Long-winded comment: That article you shared references the “Utah Legal Tender
Act in 2011.” According to the article shared by the Coventry League
Blogentary, Utah is one of only six (6) states with gold/silver legal tender
laws. The most recent state is West Virginia (2019).

Indeed, jurisdictions that enable a system – secondary or primary – that
permits a free market for money/currency (paper/physical — such as the
GoldBack or even digital) backed by publicly visible/verifiable stashes of
physical gold/silver will be at a noticeable advantage to jurisdictions that
only permit centrally-controlled currencies backed by the “full faith and
credit” of the issuer (i.e, nothing; an ephemeral notion). This latter type of
“fiat” currency has similarities to monopoly money with a central banker that
controls the game (globally coordinated central banks peddling fiat like true
charlatans, in our case).

Presently in Canada, the U.S., and some other jurisdictions, individuals may
still legally own silver and gold coins to store a portion of their wealth.

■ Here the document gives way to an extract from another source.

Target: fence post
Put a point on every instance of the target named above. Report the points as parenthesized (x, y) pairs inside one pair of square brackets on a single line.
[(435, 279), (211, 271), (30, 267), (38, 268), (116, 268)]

For example, the government-issued Canadian Gold Maple Leaf coin has a face
value of 50 CAN dollars but has a market-value of 1oz of gold (equivalent to
about 2,500 CAN or 2,000 USD). Moreover, people are currently paying 10%-30%
(or 60% as you mentioned) over this spot price to obtain these types of
physical gold coins (or paper backed gold) in the secondary market.

Think of how the purchasing power of fiat currencies has plummeted over the
years. One could walk around with a 1oz gold coin that is smaller than a U.S.
metal dollar coin. However, the former has a purchasing power 2,000x that of
the latter whereby it was only 35x just 50 years ago!

So, in one generation/lifetime (the last 50 years), the U.S. fiat dollar’s
purchasing power relative to gold has plummeted by more than 98%!